ザ・スピンドルス 「スピンドルスのすべて」

 

01. コーヒー
02. コール・ミー
03. 青い鳥
04. ホールド・オン・・・!
05. デビル
06. クローバー
07. オレンジ
08. K
09. 忘れないで、ベイビー
10. 涙はいらない
11. ストーミー
(M2だけカバー作品、他はオリジナルである)

 

 ザ・スピンドルスは、関西を中心に活動している3ピースバンドであり、今年(2002年)発表された本作「スピンドルスのすべて」がデビュー・アルバムになる。

 筆者が彼らを知ったのは、TVKの「ミュートマ・ジャパン」で紹介されたのがきっかけである。そこでは、シングル「クローバー」のプロモーション・ビデオと伴に、「関西GSシーン」という紹介テロップが流れた。なるほど、ビデオの映像、そして登場するメンバーのルックスも1970年代初期をなぞったものであった。

 曲や演奏が気に入った筆者は、アルバムにまで手を伸ばした次第である。作を通して聴いてみると、確かに1960年代のブリティッシュR&Bや日本のGS、そして、これはあまり語られていないことだが、黒人ファンクをベースとした音楽であることが再確認できた。

 例えば、M1で聴けるような、あまりリバーブをかけていないギター・サウンドは、デッカ時代のキース・リチャーズを連想させる。M9のギターソロに至っては、癖までキースに似ている。また、全編に渡って聴けるトレブル・サウンド中心のベースやフィル・イン多用のドラミングは、ザ・フーのリズム隊を連想させる。他にも、ニッキー・ホプキンスもしくはジャック・ニッチェ風のピアノ、あるいはオルガン、ホーンの使い方にしても、60年代のブリティッシュR&Bの薫りが強い。一方、M5で聴けるボーカルは、明かに日本のフォークやGSの影響下にあるし、M1、M2、M4ではファンクの要素が強い。

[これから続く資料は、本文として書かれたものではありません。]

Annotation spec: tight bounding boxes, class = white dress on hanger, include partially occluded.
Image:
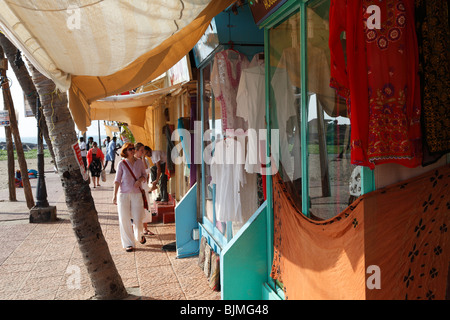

 では、彼らは「60年代〜70年代初頭への憧れだけで本作を制作したのであろうか。」 これに答えることは難しい。その例を二つ挙げよう。

 1つ目はM5である。この曲のイントロはサイケ調のギター・サウンドなのだが、曲そのものは60年代後期のサイケデリック・ロックとは程遠い感触がある。60年代のサイケデリック・ロックは、ドラッグによる意識拡大が重要テーマであったが、M5はどちらかと言うと、ポップでありパーティ音楽風である(敢えて例を挙げれば、ライドの2ndが思い浮かぶが)。

 2つ目はM10である。この曲は、目の前の観客に向かって演奏しているという感覚が特に強い。70年代以降のスタジアム・ロックとは趣が相当異なるのである。70年代以降の肥大化したロックへの批判と取れなくも無い。一方で、本作のサウンドはインディーズ・ロックやロー・ファイとも異なっている。サウンド自体はクリーンだし、立体的だ。

 つまり、本作を批評的に聴いた場合、明解な解答を出せないのである。ブリティッシュR&Bやファンク、そしてGSへの憧れは強そうだが、単なる模倣ではないからだ。

 だが、そういった評論家的な物言いこそ、間違っているのかもしれない。実際、本作の魅力は、何よりも聴いていて楽しい点にある。音や歌詞に遊びの要素が結構入っているのだが、これはメッセージ性や攻撃性よりも、まずは楽しめる音楽を目指した結果なのだろう(音での遊びという点では、M9のエンディングがまるでJBという例が挙げられる。

 とはいえ、深読みをすれば、何かを伝えない歌詞というのは、他人に言葉の意味が伝わることへの懐疑心から来ているのかもしれない。この点は判断を留保するしかないのだが。

 また、アルバム・タイトルと曲名を日本語と英語で併記するというのも、洒落っ気なのか、本気なのか判断つきかねる点である。かつて、洋楽には相当な割合で独自の邦題が付けられていたが、その時代への憧れにも取れるし、そういう風に考えた人を「引っ掛かった」といって面白がるためかもしれない。

 どうにも取り留めの無い文章になってしまった。見方によっては、意地悪な作品である。